2003 bütçesinin büyüklüklerinin açıklanıp TBMM Plan ve Bütçe Komisyonu’nda görüşüldüğü süre içinde, 2003 bütçesinin “IMF’nin talimatları doğrultusunda hazırlanmış bir rant bütçesi olmaktan çıkarılması” ve bir sosyal devlet bütçesine dönüştürülmesi için, hekimlerin başta kendi il milletvekilleri olmak üzere, hükümetin ilgili tüm birimlerine tepkilerini iletme kararı alındı. Merkezi olarak da görüşmelerin yakından izlenerek, nasıl bir bütçe istendiğinin kamuoyuyla paylaşılması görüşü benimsendi.

“Biz bu savaşı durduracağız”

ABD’nin saldırısını ve Türkiye’nin savaşa girmesini önlemenin her zamankinden daha çok “şimdi” mümkün olduğu inancı ve kararlılığı ile kamuoyuna daha önce duyurulan tüm etkinliklere sahip çıkarak destek verme kararı alan GYK, bu etkinliklere katılımların en üst düzeyde olması ve “savaşı durduracak kararlılığın dalga dalga büyümesi için” TTB ve tabip odalarında etkin bir koordinasyon merkezinin oluşturulmasına da olur verdi.

GYK, “Savaşa Değil Sağlığa Bütçe” vurgusuyla “Hekimlerin Savaş Karşıtı Bildirgesi”nin hazırlanmasını, 58. Hükümetin sağlık politikalarındaki tercihlerinin, oluşturulan bütçenin, savaşa dair tutumunun yer alacağı bu bildirgenin 14 Mart’ta yapılacak etkinliklerde, tabip odalarınca belirlenecek ortamlarda okunmasını kararlaştırdı. GYK, buna bağlı olarak tüm hekmilerin katılacağı “Düşünme Eylemi” için de olanakların oluşturulmasına karar verdi.

 

"Hükümet faiz ödemeyi seçti"

Dr.
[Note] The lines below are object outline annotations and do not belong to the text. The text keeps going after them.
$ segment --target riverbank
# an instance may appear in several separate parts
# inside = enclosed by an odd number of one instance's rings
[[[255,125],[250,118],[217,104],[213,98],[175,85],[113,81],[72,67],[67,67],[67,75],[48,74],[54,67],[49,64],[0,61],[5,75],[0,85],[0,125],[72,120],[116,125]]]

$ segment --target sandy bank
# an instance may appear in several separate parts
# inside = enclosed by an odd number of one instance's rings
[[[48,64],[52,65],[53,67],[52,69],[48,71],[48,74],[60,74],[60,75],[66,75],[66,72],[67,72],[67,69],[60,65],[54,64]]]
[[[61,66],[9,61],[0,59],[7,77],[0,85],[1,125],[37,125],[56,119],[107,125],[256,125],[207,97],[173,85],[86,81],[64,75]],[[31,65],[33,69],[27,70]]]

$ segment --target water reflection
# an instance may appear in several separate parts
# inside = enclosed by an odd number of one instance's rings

Ata Soyer, GYK toplantısında yaptığı değerlendirmede, AKP programının gerçekçi ve çağdaş olmadığını belirtirken, hükümetin temel görev olarak faiz ödemeyi seçtiğini ve gelir artırmayı düşünmediğini kaydetti.

2.gif (38126 bytes)Tıp Dünyası - ANKARA - Dr. Ata Soyer, 22 Şubat 2003 Cumartesi günü yapılan Türk Tabipleri Birliği (TTB) Genel Yönetim Kurulu (GYK) toplantısında, 58. Hükümetin görevdeki 3 ayını ve “sağlık reformu” olarak tanımladıkları düzenlemeyi değerlendirdi. AKP’nin seçimden önce açıkladığı parti programı ve seçimden sonra açıkladığı hükümet programı ile acil eylem planını ayrıntılı bir biçimde karşılaştıran Soyer, önceki hükümetlerden hiçbir farkı olmayan AKP hükümetinin de tercihini “zenginden” yana kullandığını belirtti.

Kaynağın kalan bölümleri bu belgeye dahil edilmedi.